Royall Tyler (1757-1826) is considered the most important Vermont writer of the Federalist era. In 1801, Tyler and his wife Mary moved to Brattleboro, living on a farm in the West Village and then in a house on the Town Common. A Harvard graduate, he became a lawyer, and State’s Attorney for Windham County He then served on the Vermont Supreme Court, including several terms as Chief Justice. In addition to court opinions, Royall Tyler wrote prolifically, his verse and prose pieces published in many newspapers. His comedic play, The Contrast, was staged in New York City in 1787 as part of inauguration festivities for George Washington, who attended the performance. He also penned one of America’s first novels, The Algerine Captive: or the Life and Adventures of Doctor Updike Underhill: Six Years a Prisoner among the Algerines, published in 1797. The work makes the argument against slavery, years before the abolitionist movement emerged.

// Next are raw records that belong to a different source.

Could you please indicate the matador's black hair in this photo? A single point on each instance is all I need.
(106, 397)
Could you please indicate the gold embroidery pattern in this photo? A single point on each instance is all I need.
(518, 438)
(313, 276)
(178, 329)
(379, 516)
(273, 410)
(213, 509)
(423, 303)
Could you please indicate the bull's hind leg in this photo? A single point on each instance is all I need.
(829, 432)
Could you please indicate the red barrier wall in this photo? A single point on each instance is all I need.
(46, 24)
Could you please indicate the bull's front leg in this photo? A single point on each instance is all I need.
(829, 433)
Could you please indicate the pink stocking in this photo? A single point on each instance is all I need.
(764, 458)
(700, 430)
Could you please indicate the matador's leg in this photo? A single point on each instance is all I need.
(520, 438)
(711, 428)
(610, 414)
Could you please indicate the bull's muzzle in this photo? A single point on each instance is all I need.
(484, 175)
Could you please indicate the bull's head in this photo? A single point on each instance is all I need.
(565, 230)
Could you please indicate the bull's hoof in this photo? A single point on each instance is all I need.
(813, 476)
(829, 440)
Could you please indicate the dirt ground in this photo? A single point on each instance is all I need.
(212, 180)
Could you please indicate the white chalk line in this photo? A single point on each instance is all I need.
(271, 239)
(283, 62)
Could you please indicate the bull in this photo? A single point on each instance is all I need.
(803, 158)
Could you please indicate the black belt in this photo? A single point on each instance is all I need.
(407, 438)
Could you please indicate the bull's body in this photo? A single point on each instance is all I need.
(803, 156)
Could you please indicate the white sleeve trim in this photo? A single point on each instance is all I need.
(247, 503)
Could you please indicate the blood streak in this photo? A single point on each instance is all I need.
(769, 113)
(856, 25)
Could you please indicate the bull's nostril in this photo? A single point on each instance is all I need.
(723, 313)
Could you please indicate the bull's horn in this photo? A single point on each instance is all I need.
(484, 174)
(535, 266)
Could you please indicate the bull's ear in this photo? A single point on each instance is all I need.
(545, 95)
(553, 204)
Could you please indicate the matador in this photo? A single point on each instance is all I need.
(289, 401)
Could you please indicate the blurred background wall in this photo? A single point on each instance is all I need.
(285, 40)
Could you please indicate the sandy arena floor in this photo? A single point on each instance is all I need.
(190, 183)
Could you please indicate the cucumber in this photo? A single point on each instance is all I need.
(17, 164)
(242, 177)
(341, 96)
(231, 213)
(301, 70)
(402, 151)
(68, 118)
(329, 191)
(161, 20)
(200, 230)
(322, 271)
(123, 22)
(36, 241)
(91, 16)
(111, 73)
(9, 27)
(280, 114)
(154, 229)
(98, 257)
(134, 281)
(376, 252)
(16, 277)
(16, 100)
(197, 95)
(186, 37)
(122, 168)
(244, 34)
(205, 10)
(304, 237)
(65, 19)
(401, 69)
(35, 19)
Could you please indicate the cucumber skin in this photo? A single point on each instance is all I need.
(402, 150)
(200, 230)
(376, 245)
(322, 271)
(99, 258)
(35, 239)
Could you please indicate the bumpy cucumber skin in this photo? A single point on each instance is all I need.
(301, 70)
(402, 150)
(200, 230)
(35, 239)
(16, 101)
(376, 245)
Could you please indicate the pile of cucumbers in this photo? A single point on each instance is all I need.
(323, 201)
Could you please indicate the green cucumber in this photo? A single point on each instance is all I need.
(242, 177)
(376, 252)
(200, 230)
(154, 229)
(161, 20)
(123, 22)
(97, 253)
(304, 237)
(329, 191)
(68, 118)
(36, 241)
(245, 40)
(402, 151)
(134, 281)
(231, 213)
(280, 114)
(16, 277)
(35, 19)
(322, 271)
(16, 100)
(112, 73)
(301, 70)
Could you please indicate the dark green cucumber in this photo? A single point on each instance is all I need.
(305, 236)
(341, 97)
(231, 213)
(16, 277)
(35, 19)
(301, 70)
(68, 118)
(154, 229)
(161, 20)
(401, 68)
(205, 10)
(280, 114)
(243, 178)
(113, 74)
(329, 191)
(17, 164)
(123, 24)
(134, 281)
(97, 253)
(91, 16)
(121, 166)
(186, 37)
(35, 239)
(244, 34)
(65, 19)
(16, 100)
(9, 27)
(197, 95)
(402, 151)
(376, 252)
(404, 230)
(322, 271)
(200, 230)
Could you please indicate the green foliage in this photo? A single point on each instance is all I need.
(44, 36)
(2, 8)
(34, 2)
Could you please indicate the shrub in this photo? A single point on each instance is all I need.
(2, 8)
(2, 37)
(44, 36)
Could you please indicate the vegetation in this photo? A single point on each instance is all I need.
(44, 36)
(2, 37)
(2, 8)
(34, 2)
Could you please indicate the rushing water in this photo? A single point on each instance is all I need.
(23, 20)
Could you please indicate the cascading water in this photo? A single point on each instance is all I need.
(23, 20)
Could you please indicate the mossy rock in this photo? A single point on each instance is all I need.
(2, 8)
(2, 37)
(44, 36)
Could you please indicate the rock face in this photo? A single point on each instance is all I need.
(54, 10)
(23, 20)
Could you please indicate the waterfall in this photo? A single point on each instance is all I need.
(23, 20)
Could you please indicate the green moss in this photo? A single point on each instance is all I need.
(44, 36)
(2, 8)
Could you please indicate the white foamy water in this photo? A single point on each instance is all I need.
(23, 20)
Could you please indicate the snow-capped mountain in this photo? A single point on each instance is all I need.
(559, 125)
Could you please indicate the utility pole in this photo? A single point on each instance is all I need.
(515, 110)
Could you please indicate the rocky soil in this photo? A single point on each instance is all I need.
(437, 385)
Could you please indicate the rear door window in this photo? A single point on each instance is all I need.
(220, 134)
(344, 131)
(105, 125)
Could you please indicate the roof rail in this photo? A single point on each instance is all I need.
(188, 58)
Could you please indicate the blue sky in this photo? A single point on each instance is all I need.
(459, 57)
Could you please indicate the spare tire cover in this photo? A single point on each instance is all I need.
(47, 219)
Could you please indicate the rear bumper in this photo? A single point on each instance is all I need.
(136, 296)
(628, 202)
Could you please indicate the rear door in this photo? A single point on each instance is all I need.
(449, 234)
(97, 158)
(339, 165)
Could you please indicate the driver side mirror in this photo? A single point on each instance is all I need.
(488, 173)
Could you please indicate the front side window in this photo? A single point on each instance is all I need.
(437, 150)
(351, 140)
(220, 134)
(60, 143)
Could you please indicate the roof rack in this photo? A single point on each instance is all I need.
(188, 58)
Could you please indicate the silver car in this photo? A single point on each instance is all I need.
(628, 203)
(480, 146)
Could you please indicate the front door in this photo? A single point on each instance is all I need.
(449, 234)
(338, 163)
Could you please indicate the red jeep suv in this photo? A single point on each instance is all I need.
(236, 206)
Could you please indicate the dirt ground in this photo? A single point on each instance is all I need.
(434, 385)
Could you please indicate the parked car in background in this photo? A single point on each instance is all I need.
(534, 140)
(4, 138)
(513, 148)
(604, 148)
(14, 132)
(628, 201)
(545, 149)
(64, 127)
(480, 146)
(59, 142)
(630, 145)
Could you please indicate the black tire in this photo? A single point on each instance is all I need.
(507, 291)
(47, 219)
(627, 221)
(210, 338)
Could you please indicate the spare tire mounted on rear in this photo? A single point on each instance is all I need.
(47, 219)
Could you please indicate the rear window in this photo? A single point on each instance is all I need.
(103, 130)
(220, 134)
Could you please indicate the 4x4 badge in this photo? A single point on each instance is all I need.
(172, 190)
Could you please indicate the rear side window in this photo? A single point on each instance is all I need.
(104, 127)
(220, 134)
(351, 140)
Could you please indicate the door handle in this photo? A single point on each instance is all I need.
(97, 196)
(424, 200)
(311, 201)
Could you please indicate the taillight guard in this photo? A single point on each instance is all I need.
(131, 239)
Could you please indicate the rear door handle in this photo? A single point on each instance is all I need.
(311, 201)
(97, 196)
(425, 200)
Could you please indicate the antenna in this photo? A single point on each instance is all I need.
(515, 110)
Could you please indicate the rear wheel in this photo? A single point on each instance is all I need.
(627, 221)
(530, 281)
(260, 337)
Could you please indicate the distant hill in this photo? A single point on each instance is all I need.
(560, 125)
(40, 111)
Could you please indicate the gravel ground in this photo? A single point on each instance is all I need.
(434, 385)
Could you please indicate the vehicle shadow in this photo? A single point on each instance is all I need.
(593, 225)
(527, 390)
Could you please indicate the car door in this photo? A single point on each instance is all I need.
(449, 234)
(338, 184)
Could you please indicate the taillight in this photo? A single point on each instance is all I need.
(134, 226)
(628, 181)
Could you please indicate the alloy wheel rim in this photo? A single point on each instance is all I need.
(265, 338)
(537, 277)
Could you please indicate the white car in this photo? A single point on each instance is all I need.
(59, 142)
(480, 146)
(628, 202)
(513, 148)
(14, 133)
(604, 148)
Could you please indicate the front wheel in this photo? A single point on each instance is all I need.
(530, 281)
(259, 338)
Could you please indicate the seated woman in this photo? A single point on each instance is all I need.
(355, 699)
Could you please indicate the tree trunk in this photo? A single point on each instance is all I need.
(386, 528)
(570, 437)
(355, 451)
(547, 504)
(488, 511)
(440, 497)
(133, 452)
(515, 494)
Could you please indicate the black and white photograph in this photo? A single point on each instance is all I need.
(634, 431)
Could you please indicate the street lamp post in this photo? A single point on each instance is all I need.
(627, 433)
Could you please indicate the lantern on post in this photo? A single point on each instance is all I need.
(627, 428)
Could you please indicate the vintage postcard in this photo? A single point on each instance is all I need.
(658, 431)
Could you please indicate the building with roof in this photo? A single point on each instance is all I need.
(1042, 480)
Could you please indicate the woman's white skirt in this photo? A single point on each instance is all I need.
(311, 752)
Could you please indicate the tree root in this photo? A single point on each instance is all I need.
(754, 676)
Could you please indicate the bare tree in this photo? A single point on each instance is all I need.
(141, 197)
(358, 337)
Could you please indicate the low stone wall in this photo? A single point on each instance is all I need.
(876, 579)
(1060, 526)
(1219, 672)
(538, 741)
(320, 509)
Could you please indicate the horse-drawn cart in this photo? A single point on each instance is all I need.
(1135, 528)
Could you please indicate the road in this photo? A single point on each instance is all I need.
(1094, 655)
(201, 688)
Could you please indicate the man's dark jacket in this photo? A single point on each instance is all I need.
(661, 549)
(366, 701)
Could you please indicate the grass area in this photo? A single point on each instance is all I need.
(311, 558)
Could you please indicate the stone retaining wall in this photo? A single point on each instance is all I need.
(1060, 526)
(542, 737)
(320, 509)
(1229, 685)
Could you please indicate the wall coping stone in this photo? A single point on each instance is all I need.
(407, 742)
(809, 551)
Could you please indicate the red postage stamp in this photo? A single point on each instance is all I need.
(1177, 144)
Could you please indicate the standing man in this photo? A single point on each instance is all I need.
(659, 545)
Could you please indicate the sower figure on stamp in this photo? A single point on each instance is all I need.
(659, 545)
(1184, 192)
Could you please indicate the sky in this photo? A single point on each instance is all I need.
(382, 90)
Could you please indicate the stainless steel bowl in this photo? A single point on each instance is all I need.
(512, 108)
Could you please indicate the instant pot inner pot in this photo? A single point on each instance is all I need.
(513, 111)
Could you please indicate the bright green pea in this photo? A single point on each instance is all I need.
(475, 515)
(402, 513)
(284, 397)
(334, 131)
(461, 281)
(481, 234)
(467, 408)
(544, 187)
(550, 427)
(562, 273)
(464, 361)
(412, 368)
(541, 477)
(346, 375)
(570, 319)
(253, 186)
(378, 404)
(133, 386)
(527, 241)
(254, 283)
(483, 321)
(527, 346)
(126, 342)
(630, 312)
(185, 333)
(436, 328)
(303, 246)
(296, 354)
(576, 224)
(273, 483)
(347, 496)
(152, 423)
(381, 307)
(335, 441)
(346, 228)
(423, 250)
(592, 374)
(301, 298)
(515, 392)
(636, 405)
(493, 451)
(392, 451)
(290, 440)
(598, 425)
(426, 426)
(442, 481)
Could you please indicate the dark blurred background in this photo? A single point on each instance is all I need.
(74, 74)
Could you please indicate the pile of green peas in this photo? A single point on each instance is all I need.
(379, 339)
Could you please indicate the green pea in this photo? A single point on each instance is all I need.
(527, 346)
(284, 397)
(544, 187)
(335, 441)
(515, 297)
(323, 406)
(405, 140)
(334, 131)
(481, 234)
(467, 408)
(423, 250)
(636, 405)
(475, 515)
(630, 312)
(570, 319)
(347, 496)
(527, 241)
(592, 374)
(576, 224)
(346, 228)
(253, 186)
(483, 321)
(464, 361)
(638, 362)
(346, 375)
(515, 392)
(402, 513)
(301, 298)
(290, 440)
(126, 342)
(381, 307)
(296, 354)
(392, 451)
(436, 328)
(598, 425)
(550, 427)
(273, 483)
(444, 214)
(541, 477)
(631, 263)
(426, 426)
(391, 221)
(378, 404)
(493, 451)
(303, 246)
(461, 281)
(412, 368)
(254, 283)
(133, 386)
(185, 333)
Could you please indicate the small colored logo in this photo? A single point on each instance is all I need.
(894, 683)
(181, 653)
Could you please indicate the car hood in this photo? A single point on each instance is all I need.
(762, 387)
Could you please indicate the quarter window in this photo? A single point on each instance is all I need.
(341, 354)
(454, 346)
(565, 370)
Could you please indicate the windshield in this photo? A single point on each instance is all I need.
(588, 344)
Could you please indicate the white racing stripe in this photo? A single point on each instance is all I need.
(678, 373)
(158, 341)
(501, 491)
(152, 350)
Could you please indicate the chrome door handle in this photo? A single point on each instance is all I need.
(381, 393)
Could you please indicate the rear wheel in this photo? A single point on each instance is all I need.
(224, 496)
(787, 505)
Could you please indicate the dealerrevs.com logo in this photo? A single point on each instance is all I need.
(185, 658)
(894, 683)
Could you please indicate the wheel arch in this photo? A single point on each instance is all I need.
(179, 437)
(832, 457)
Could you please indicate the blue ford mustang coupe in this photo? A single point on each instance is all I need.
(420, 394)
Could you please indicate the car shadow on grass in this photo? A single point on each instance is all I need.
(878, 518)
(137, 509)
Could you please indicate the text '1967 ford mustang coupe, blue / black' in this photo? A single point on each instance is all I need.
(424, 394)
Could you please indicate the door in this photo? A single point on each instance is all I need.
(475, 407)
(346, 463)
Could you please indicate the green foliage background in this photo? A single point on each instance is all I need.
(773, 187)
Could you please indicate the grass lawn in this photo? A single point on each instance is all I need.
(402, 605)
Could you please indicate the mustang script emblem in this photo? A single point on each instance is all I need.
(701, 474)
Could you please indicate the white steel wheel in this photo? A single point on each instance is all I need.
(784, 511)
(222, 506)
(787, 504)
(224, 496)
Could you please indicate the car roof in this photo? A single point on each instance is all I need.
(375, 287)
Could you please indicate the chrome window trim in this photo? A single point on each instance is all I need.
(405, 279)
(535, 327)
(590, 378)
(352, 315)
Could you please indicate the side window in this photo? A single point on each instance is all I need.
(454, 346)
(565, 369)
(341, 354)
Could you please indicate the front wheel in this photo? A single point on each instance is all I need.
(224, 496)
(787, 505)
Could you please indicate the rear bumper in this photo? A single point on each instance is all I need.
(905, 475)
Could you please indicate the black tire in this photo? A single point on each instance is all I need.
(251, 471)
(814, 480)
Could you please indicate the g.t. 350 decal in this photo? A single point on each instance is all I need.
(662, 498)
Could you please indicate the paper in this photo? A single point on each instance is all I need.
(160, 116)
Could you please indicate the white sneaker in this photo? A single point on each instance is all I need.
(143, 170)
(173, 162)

Mary Palmer Tyler (1775-1866) had eleven children with Royall. In 1811, she published The Maternal Physician, America’s first child rearing manual. In it, she outlined an expanded role in child rearing for mothers beyond the customary practice of colonial women. Tyler encouraged her upper-class readers to breast feed their babies, and to insist upon the supremacy of their maternal instincts over the authority of male physicians for routine care. Her manual also provided a collection of herbal remedies. Mary’s memoirs were published by her descendants as Grandmother Tyler’s Book in 1925.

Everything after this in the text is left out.